The goal of the present study was to explore the effects of alterations in COMT activity on cellular levels in ovarian cancer.
Our results demonstrated that ovarian tissue concentrations of E2 were more than 1.4 fold higher in tissue than in serum in normal ovaries. Also E2 was higher in benign tissue than in serum 1.5 fold and, 1.7 fold higher in neoplastic tissue than in serum. This may indicate an important role of ovarian tissues in tumor biology.
In vitro experiments have shown the potential of estrogens to stimulate the proliferation of OSE cells.[17] However, based on differences in concentrations between different ovarian tumor groups, postmenopausal women with malignant ovarian tumors presented lower median tissue hormone levels. Ovarian cancer is usually seen after the age of 50 years.[2] E2 levels in our postmenopausal women was 17.14 pmol/L (15.58–21.84) versus 19.85 pmol/L (17.32–34.15) in premenopausal group. In benign group E2 level in postmenopausal women was 13.2 pmol/L (12.4–16.2) while in premenopausal women was 15.6 pmol/L (13.9–18). Thus our results were not coherent with the previously suggested increased production of gonadal hormones in ovarian cancer tissues which agrees with Lendgren et al. 2002.[18]
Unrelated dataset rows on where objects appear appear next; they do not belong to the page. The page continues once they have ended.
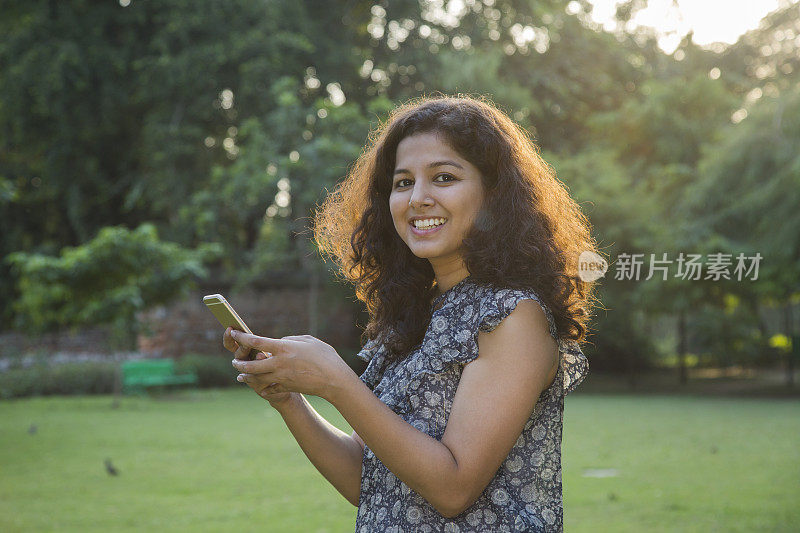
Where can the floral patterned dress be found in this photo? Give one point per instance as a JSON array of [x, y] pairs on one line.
[[525, 493]]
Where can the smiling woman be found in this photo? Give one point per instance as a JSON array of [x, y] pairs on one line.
[[464, 248]]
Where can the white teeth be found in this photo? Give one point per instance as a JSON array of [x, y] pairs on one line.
[[429, 223]]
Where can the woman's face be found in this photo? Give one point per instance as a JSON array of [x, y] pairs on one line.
[[436, 195]]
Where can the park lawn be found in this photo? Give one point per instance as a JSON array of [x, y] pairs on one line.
[[222, 460]]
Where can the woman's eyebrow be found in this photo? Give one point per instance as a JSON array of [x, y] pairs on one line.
[[432, 165]]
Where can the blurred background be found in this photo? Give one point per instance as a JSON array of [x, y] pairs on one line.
[[154, 152]]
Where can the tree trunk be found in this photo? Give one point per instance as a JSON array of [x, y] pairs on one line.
[[788, 327], [683, 374]]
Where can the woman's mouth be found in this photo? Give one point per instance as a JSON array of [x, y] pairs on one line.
[[426, 226]]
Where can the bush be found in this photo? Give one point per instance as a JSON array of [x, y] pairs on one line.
[[68, 378], [211, 370]]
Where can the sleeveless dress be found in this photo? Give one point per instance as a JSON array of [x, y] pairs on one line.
[[525, 493]]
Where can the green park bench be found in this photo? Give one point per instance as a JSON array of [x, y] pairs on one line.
[[143, 374]]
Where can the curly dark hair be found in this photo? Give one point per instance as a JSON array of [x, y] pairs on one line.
[[525, 204]]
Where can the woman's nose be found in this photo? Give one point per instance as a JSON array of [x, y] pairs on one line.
[[420, 196]]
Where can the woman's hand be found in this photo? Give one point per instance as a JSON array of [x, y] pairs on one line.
[[274, 398], [302, 364]]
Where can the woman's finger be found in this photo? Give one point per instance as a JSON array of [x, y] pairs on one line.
[[264, 344], [259, 366], [228, 342], [242, 352]]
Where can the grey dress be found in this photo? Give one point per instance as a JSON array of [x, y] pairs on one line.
[[525, 493]]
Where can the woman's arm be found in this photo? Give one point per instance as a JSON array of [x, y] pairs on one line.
[[334, 453], [494, 400]]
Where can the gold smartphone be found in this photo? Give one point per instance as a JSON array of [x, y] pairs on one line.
[[226, 315]]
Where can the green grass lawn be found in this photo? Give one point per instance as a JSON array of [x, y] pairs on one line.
[[223, 461]]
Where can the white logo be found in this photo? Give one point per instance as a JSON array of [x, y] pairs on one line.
[[591, 266]]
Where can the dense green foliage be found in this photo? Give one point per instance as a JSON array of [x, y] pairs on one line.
[[225, 123]]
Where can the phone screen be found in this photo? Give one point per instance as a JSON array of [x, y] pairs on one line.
[[224, 312]]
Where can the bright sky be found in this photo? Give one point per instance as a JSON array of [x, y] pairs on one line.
[[711, 20]]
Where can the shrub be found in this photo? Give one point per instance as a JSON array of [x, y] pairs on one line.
[[66, 378]]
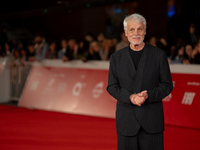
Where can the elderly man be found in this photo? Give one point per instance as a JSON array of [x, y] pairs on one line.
[[139, 78]]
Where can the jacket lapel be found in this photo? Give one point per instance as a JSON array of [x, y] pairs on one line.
[[130, 61]]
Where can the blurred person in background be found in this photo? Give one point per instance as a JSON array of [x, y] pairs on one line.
[[93, 53], [123, 43], [63, 49], [3, 37], [16, 59], [24, 57], [196, 53], [40, 47], [100, 39], [187, 57], [52, 52], [2, 53], [8, 50], [30, 52], [192, 37], [85, 44], [72, 50]]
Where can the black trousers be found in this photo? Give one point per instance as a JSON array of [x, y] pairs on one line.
[[141, 141]]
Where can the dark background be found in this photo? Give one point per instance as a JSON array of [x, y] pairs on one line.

Experimental evidences have suggested that catechol metabolites contribute to estrogen carcinogenicity. Methylation of catechol estrogen by COMT is a phase II inactivation pathway for CEs.[19] In the light of this, it is important to understand the effects of altered COMT activity in ovarian cancer.
Various chemo-preventive agents such as sulforaphane and resveratrol have been shown in cell culture to block oxidative metabolism of E2/E1 and thus prevent DNA damage.[3] This supports the notion that targeting the estrogen/estrone metabolism pathway may be another way to reduce cancer risk in neoplastic tissue.
According to our results COMT inhibition was detected in ovarian neoplasm as high as 7.1 pmol/L serum E2 levels and as high as 15.6 pmol/L in tissue. This inhibition in neoplastic tissues reflects the role of altered COMT activity in ovarian cancer.
Lavingie et al 2001 in a study on MCF-7 cells treated with E2 suggested that COMT inhibitor blocked 2MeOE2 formation.[20] This was associated with increased 2OH E2 and 8-oxo dG levels.[21] This provides evidence consistent with the hypothesis that COMT is an important enzyme protecting from CE metabolites carcinogenicity.
This COMT inhibition is absent in benign group even as high as 7.53 pmol/L E2 in serum and as high as 14.9 pmol/L E2 in tissue homogenates. This may reflect a protective effect of COMT in benign tissue against DNA damage and neoplastic transformation. This agrees with findings from different studies.[10–14] Whereas, the levels of specific metabolites were not determined in our work, this is similar to Han and Liehr study [19] who demonstrated that in the microsome system COMT catalyzed the inactivation of catechols.[22–27]
COMT inhibition in neoplastic tissue while this inhibition is absent in benign group may reflect that this defect could be a primary impairment or genetic disorder in COMT gene in neoplastic group, which could result in decreased CEs detoxification. Polymorphism in COMT gene could result in 3–4 fold less COMT activity.[28–31]
We can conclude that low COMT activity and high tissue/serum level of 17β estradiol may be a contributary factor for the development of ovarian cancer while the absence of COMT inhibition in benign group is protective against imbalance in estrogen homeostasis and neoplastic transformation. This supports the notion that targeting the metabolism of estrogen can be an another way to reduce ovarian cancer risk. We recommend additional mechanistic studies and perhaps the development of an appropriate mouse model, to provide more insights into the role of COMT activity and polymorphisms affecting their levels in ovarian tissue and ovarian cancer.